German-Uzbek trade levels are dropping rapidly. German companies have filed complaints of stolen shares, missing payments and frozen profits. Berlin is listening - but is the Uzbek government?
"The numbers speak for themselves," said a spokesperson for Germany's Economics Ministry in Berlin in an interview with DW. The German private sector, statistics show, is losing faith in Uzbekistan.
Indeed figures indicate that trade between the two countries in 2011 was 30 percent lower than one year earlier, dropping from 759 million euros to 518 million euros. The ministry predicts a further decrease for 2012 of up to 20 percent.
The reason for the negative trend is the dire investment climate in the central Asian country. The story of German businessman (of Iranian descent) Abbas Ali Bakhshi is one example of just how difficult things have become.
Forged sales contracts
In 2008, Bakhshi acquired 25 percent of the Shirin Dunyo company, a manufacturer of sweets and candies based in the Uzbek capital of Tashkent. Two years later, one of the other four owners sold his holdings to the Gulyamovs, a notoriously influential Uzbek family. Allegedly, through forged sales contracts, the Gulyamovs forced international investors out of the company. Ali Bakhshi was one of them.
Foreign investors lodged complaints - first at local government offices, then with the government in Tashkent. Finally, Ali Bakhshi, both on his own behalf and on behalf of the German shareholders who were also ousted, went to the German embassy to ask for assistance.
Berlin intervened and as a result Uzbek authorities ordered that company shares be returned to their rightful, international owners - but that, it appears, never happened.
The factory, it seems, is now de facto in the hands of the Gulyamov family. "This topic was discussed with Uzbekistan in the fall of 2012 at the highest levels of government," the German Economics Ministry told DW. "The problem remains unresolved, though."
Not a one-off
Other German companies also have their own issues to deal with. The biggest case, thus far, has to do with the more than 20 German construction companies that were involved in building a convention center in Tashkent. To this day it appears that none of the companies has received any reasonable payment for work completed. More than 60 million euros are tied up in that dispute.
In total, experts estimate that up to 500 million euros are being withheld from German companies by Uzbek partners. However Martin Hoffman, who is on Germany's Committee on Eastern European Economic Relations, says the numbers should be treated with caution.
"It's very difficult to name an exact sum," he told DW. "So many of those payment requests are the source of legal disputes."
He did confirm, however, that "there are an extensive number of claims by German companies involved in different projects in Uzbekistan."

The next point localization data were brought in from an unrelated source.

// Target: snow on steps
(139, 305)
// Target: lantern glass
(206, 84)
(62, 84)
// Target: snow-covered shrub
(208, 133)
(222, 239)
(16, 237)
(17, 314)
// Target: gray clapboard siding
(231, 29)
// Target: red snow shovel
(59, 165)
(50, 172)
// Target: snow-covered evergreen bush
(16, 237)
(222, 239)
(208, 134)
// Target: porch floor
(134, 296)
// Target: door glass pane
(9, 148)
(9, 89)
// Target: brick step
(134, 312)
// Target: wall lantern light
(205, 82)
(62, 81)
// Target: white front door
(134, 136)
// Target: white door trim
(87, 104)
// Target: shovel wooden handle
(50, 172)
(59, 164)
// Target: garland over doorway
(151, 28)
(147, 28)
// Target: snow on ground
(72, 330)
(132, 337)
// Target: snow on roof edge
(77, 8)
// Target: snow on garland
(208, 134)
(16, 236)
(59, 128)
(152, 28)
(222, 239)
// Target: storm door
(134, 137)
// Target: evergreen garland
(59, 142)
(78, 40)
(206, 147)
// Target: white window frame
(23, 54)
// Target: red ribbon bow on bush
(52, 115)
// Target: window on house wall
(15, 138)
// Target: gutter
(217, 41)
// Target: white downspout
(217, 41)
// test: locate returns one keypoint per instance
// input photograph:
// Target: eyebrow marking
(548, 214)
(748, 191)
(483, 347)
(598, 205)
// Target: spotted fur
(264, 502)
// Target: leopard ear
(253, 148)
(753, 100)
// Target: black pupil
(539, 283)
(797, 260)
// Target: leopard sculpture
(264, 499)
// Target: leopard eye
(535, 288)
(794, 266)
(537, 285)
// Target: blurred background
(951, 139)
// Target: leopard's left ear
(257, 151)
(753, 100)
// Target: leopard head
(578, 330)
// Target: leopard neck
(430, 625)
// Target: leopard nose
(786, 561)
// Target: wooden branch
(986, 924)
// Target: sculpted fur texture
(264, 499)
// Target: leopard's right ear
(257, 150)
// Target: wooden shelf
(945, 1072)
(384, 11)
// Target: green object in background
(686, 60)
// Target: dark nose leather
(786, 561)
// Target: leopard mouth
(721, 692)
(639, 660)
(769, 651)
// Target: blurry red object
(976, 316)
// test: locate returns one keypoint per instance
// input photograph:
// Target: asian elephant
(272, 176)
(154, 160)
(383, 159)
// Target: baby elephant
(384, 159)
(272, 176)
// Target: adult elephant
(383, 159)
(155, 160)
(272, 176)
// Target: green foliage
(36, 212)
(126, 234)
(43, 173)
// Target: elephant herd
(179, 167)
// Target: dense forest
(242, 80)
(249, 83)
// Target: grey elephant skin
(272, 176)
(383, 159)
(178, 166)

Rich natural gas fields have lured international investors
Another problem for German companies in Uzbekistan, Hoffman says, is that any revenues in local currency cannot be converted directly into dollars or euros. Legally, a portion of those sums cannot be converted until a certain period of time has passed.
That period can range anywhere from three months to one year and is dependent on current Uzbek restrictions. At this time, funds are simply not available at all, whether in national currency or in foreign exchange, Hoffman said. Profits, therefore, run the risk of devaluation.
"Lately there have been promises from the Uzbek side that they would solve the conversion issues," Hoffman said. "That would be a big relief for companies in the Uzbek market." Difficulties in converting these funds into euros has led to an unexpected increase in the cost of German business operations there.
These difficulties are making it even more difficult for German companies to compete in an already crowded market. Asian, Russian and even European state-owned companies are all in competition for the same contracts in Uzbekistan.
As a result of direct bilateral political contact between Uzbekistan and those other governments, it is often easier for state-held companies to undercut private German competitors.